Mexico Looks to Play Catchup with Deepwater Oil Exploration

MEXICO CITY (Dow Jones Newswires), Jan. 16, 2009

While the U.S. has spent two decades scouring the deep waters of the Gulf of Mexico for oil, neighboring Mexico is just getting started.

Output from Mexico's traditional fields is in free fall, forcing state-run Petroleos Mexicanos to move into more difficult terrain in an effort to maintain its status as a major crude exporter.

Pemex is paying the price for the late start. It expects to see its first barrels from fields in waters deeper than 1,640 feet in 2015. By 2017 the company forecasts 92,000 barrels a day in deepwater output, a fraction of total production and not enough to offset the 500,000-barrel-a day decline it expects to see at the giant Cantarell oil field over the next nine years.

Mexican production was at 2.7 million barrels a day in November, down from peak output of 3.4 million barrels a day in 2004.

Mexico has two platforms carrying out exploration drilling in deep areas of the Gulf, and has ordered three more that will arrive in 2010. One, the SS Muralla III that arrives in late 2010, can drill in up to 10,000 feet of water.

This week Pemex said it plans to drill 27 wells in waters deeper than 1,640 feet from 2008 through 2012, compared with six from 2004 through 2007. Pemex planned to drill three last year but hasn't released any results.

Pemex Chief Executive Jesus Reyes Heroles said the company's exploration campaign could benefit from the downturn in oil prices. There was a huge backlog for deepwater platforms when Pemex placed its orders because record oil prices drove a boom in offshore oil development.
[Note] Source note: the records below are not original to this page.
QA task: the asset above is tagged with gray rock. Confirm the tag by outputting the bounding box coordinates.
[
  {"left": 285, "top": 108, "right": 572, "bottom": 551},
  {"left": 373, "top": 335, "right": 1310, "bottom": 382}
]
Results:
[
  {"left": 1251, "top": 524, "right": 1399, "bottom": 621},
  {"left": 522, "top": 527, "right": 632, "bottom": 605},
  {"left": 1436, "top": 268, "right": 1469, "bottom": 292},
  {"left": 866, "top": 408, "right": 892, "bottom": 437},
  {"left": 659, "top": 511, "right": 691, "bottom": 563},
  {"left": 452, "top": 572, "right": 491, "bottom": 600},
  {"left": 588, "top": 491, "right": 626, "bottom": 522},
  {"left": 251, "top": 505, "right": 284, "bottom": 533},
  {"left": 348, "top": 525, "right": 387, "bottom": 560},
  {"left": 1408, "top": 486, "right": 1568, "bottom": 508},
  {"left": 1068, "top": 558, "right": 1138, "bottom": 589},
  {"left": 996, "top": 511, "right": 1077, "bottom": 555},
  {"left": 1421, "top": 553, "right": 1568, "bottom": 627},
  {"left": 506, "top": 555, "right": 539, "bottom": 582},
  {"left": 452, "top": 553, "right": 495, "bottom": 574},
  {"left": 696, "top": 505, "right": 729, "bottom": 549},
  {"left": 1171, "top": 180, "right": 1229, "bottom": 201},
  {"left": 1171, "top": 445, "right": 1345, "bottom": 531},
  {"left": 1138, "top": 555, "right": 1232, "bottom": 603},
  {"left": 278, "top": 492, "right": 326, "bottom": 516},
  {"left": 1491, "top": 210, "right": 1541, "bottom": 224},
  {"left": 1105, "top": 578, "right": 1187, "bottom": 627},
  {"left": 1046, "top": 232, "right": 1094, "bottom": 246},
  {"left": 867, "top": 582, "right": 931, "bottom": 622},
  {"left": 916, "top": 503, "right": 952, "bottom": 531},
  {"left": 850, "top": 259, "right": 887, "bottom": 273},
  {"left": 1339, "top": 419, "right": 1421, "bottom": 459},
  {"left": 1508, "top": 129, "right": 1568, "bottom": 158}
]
Now some oil companies are slashing offshore budgets owing to the oil price drop and tight credit markets, and some platforms could free up.

"With what's happening now in the global economy, this type of equipment is available; we have to see if there are opportunities we can take advantage of," he told lawmakers at a Wednesday hearing.

Pemex says it has 53.8 billion barrels of potential oil reserves, of which 54.8% are in waters deeper than 1,640 feet.

Last year Congress made it easier for Pemex to afford deepwater development. It increased the cost deductions for deepwater to $16.50 a barrel compared with $6.50 at traditional fields.

An energy reform could potentially lure private oil companies to work with Pemex as service contractors in deep water. The reform allows Pemex to offer more business-friendly contracts that can be adjusted to include higher-than-expected costs and the implementation of new technology, as well as bonuses for completing work ahead of schedule.

Pemex has a monopoly on oil ownership and marketing, which prevents the country from selling development leases to private oil firms.

Deepwater Diplomacy With U.S. Moves Forward

U.S. exploration has pushed up against the maritime border with Mexico, putting Mexico at risk of losing oil in reservoirs that straddle the boundary line.

This means U.S. oil companies could pump Mexican oil if Mexico fails to develop its side of the reservoirs. Oil could gravitate from the Mexican side to wells in the U.S., a process known as drainage.

Mexico has begun diplomatic talks with U.S. officials to find a way to jointly develop cross-border reserves, and hopes to advance negotiations once the administration of President-elect Barack Obama is in office.

Luckily for Mexico, the Trident and Hammerhead fields are years away from commercial development. Stone Energy Corp. (SGY) acquired an exploration lease for the U.S. side of Hammerhead in its 2008 acquisition of Bois d'Arc Energy, a company that hadn't initiated an exploration program. Chevron Corp. (CVX) had lease for Trident, but relinquished it in 2008, the company said in an email.

It takes years for deepwater projects to move from exploration to commercial development.

Reyes Heroles said Mexico would have to drill wells on its side of the border to confirm if a single reservoir stretches from offshore Texas to Mexico. He also said Mexico would have to look at the fields among other exploration plays in the Gulf to see where Pemex's money will be most wisely spent.

"The definite decision will depend on the conditions that the government negotiates in an international treaty with the U.S. and the portfolio of exploration projects," said Reyes Heroles. "We have to look at profitability and [exploration] difficulties to set priorities."

At present Mexico has commercial production in waters up to only 295 feet, according to Pemex.